Compositional probability-scale scoring and tie-band-aware benchmarking for methylome-guided ThermoCas9 target-site ranking
- Author
- Allison Huang, Columbia University · allisonhmercer@gmail.com
- Date
- 2026-04-22
- PAPER.pdf
- long-form technical memo (audit-trail revision; cite
paper-5-10j) - MANUSCRIPT.pdf
- Bioinformatics-shaped short version (cite
memo-2026-04-22-bw) - Repository
- github.com/AllisonH12/thermocas9 · BSD-3 · Python 3.11+
- bioRxiv DOI
- to be added on posting
- Zenodo DOI
- to be minted on first GitHub release (citable archive of the tagged source)

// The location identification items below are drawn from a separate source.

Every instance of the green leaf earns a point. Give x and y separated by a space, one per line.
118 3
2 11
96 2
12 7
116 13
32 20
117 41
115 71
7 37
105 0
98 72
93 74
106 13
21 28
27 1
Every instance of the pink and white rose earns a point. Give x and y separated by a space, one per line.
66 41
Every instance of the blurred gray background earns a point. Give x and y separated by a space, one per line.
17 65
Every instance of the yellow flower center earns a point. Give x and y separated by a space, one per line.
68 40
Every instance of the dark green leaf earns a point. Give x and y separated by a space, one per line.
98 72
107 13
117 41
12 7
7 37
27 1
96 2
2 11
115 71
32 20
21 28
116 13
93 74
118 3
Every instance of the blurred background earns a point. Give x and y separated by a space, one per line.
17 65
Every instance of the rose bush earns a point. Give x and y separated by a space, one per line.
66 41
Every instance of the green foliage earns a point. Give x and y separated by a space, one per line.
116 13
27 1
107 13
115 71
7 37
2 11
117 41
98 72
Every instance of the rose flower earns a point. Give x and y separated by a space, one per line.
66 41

p_observation_trustworthy saturates by EvidenceClass,
not continuously. Read the score as a probability-scale ranking axis, not as a calibrated
hypothesis test. The framework is open educational research — not a clinical decision-support
system.
The biology, in one paragraph
Roth et al. (Nature 2026) showed that ThermoCas9 — a thermophilic Cas9 from Geobacillus thermodenitrificans T12 — refuses to cleave when the fifth cytosine of its PAM is methylated. An unmethylated PAM cleaves as usual; a 5-methylcytosine at that position abolishes binding. The therapeutic implication is that loci which are unmethylated in tumor cells but methylated in matched normal cells become selectively editable — the editor only cuts the disease side. Roth demonstrated this with three breast-cancer targets in MCF-7 vs MCF-10A.
Turning that mechanism into a genome-scale shortlist is a ranking problem. Which loci, across millions of candidates, look like the best bets?

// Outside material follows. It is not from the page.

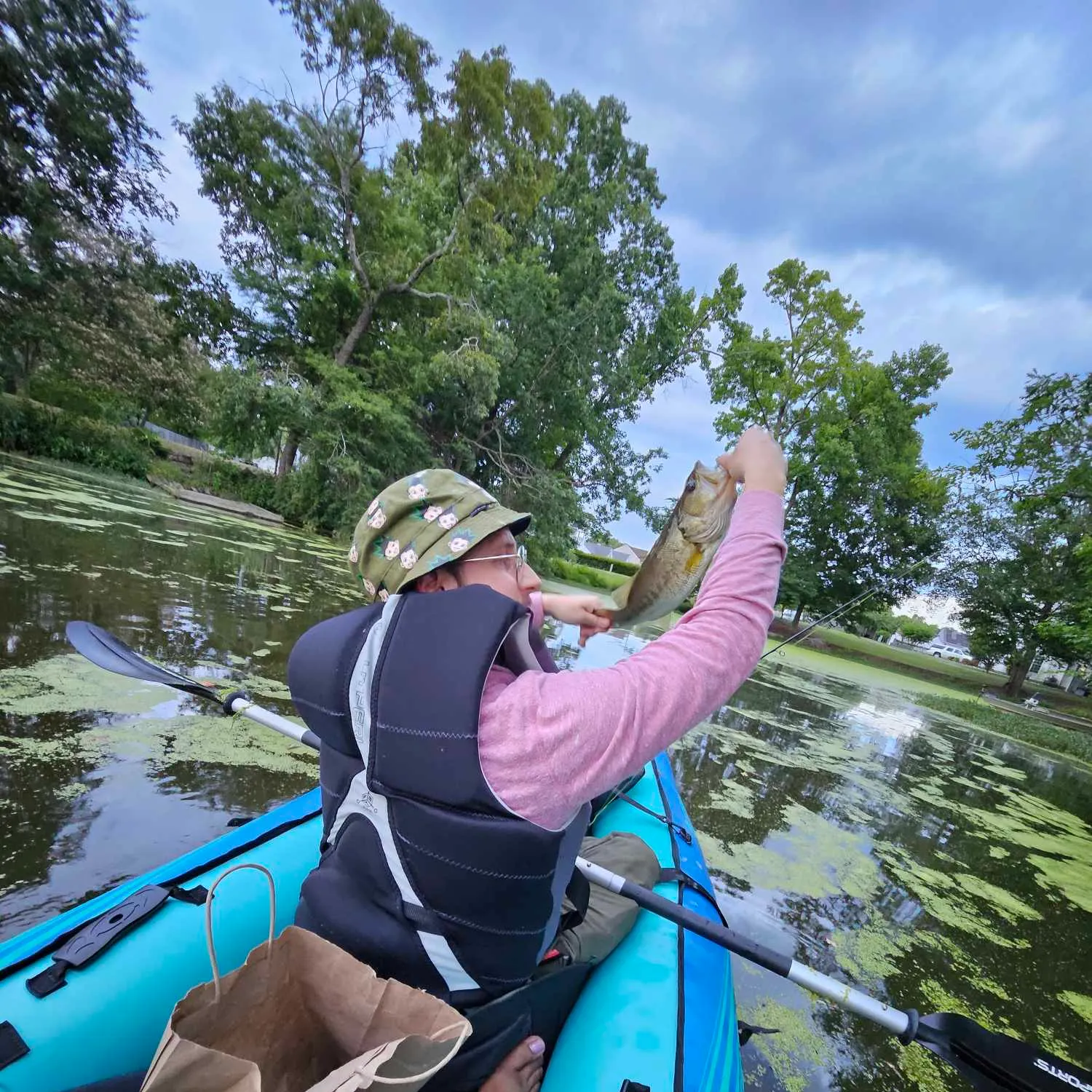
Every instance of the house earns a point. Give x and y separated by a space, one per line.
948 635
614 553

Why a generic guide-scorer does not work
Off-the-shelf CRISPR guide-scoring tools (Azimuth, DeepCRISPR, CRISPRitz) score sequence properties and off-target risk. They have no notion of methylation state at the PAM cytosine, because they were not designed for a methylation-sensitive Cas9 variant. Methylation-array differential-analysis tools (methylKit, minfi, limma) produce per-probe statistics but not ranked target lists; their output feeds a scorer, it does not replace one.

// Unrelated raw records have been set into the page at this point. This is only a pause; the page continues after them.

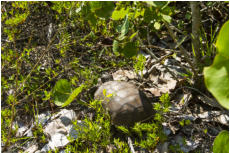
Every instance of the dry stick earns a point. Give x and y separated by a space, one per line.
156 60
131 145
182 50
196 30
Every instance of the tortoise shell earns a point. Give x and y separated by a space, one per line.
124 102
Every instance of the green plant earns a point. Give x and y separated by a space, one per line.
63 94
221 143
217 82
93 134
217 75
139 65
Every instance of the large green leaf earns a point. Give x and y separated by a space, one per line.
130 49
102 9
119 14
217 75
61 91
221 143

Three problems, specifically, made it worth building a new scorer:
- Replicate counts are tiny. Methylation cohorts often ship with
n = 2–3samples per side. Any scorer must carry its own uncertainty rather than emit a scalar that hides it. - The "normal" arm is inconsistent. Adjacent-normal tissue in a bulk methylation study is not the same object as a matched cell-line pair. A scorer that bakes in a fixed β_normal threshold will fail across cohort types.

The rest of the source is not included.